パーパスとは、企業が社会に対してどのような存在意義を持ち、どのような価値を提供するかを示すもので、これにより、企業は単なる利益追求だけでなく、社会全体に貢献する姿勢を明確にすることが求められているのだそうです。

小規模ビジネスであっても、この「パーパス」という考え方を取り入れるメリットは大いにあると考えています。

今回は、パーパスの基本や企業事例について学び、小規模ビジネスでパーパスの考え方を取り入れる際のヒントにできればと思います。



1. パーパスとは?

パーパスの重要性
パーパスが重要視される理由は、以下の点が挙げられます。

  • ブランド価値の向上
    パーパスを明確にすることで、顧客やステークホルダーからの共感と信頼を得やすくなると言われています。
    消費者は社会的な意義を持つ企業を支持する傾向が強く、パーパスはブランド価値の向上に寄与すると考えられます。
  • 従業員のモチベーション向上
    パーパスは従業員に働く意義を提供しますし、自分の仕事が社会にどのように貢献しているかを実感することで、モチベーションやエンゲージメントが高まると言われています。
  • 持続可能な成長
    社会的な課題に取り組むパーパスは、企業が持続可能な成長を遂げるための道しるべとなりますし、環境問題や社会問題への対応を通じて、企業は社会からの信頼を築くことができると言われています。

2. パーパスの歴史と背景

日本の「三方よし」の精神

パーパスの概念は新しいものではなく、特に日本では古くから「三方よし」という経営理念が存在していました。
「三方よし」とは、「売り手よし」「買い手よし」「世間よし」という三者すべてが満足する商売のあり方を示す言葉です。
この考え方は、江戸時代の近江商人によって実践されており、企業活動が社会全体に利益をもたらすべきだという理念を表しているそうです。


アメリカの株主資本主義からの転換

一方で、アメリカでは長い間、株主資本主義が企業経営の基本原則とされていました。
株主の利益を最優先する経営スタイルが主流であり、企業は短期的な利益の最大化を目指して活動してきました。

しかし、2019年8月、アメリカの大手企業からなるロビー団体「ビジネス・ラウンドテーブル(Business Roundtable)」が重要な声明を発表し、この声明では、企業は株主利益の最大化だけでなく、「顧客に価値を提供する」「従業員に適切な投資を行う」「取引先を公平に扱う」といったパーパスの実現を目指すべきだと提言したそうです。

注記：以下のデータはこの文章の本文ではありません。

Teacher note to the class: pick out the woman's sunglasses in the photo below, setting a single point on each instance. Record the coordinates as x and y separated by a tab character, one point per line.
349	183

この声明をきっかけに、アメリカの企業も株主資本主義から脱却し、社会全体に対する責任を果たす経営スタイルへとシフトする動きが広がっていると言われています。


3. パーパスが注目される背景

新型コロナウイルスの影響

新型コロナウイルス感染症のまん延は、世界中の企業に大きな衝撃を与えました。
この未曾有の危機により、多くの企業が自社の存在意義、すなわちパーパスを見つめ直すきっかけとなったそうです。

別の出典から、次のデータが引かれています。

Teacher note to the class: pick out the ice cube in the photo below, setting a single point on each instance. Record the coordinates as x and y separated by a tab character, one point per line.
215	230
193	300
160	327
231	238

多くの企業が、自らの事業活動が社会にどのように貢献できるかを再評価することになったと言われ、具体的には、トヨタ自動車が医療用フェイスシールドを製造し、シャープがマスクの生産を開始するなど、企業が持つ技術やリソースを活かして社会貢献活動を展開しました。

これらの取り組みは、単なる慈善活動ではなく、企業のパーパスに基づくものであり、社会からの信頼を得る結果となりました。


ミレニアル世代の価値観の変化

ミレニアル世代(1980年代から2000年代初頭に生まれた世代)は、従来の世代とは異なる価値観を持っています。

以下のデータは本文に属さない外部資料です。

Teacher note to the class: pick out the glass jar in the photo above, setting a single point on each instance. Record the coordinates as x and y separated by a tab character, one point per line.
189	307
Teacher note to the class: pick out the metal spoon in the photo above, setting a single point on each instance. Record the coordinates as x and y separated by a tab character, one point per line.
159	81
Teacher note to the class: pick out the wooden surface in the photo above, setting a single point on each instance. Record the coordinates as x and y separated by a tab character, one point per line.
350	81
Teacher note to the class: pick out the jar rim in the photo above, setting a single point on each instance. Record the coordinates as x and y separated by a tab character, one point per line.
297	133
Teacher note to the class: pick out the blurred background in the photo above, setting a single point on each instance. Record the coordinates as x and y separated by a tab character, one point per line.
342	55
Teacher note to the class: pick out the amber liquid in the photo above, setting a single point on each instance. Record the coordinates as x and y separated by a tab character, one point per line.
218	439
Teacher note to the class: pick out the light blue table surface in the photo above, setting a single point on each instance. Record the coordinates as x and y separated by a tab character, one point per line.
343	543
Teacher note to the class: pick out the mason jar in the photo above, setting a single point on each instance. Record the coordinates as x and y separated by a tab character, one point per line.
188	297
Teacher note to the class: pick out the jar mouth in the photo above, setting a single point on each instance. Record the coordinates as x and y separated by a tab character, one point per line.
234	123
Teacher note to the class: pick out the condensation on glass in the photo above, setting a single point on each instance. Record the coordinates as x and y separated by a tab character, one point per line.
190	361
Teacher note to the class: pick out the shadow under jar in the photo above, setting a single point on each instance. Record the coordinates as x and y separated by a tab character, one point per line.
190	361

この世代は、企業の売上高や利益よりも、企業文化や社会への貢献度を重視する傾向が強く、就職先を選ぶ際にも、単に高給与や安定性を求めるのではなく、企業がどのように社会に貢献しているか、どのようなパーパスを持っているかを重要視するのだと言われています。

アメリカでビジネスパーソンを対象に行われた調査では、「社会に対してポジティブなパーパスを掲げる企業で働くならば、給与が下がっても良い」と答えた人が約半数に上るという結果が出ており、ミレニアル世代の価値観の変化は、企業がパーパスを掲げることの重要性を高めていると言われています。


投資家の評価基準の変化

投資家の評価基準も変化を遂げていると言われており、従来は企業の評価は主に「収益が得られるかどうか」に基づいていました。

しかし近年、持続可能な社会やESG(環境・社会・ガバナンス)に対する関心が高まるにつれ、「社会的課題の解決に貢献できるかどうか」が重要な評価基準となりつつあるのだそうです。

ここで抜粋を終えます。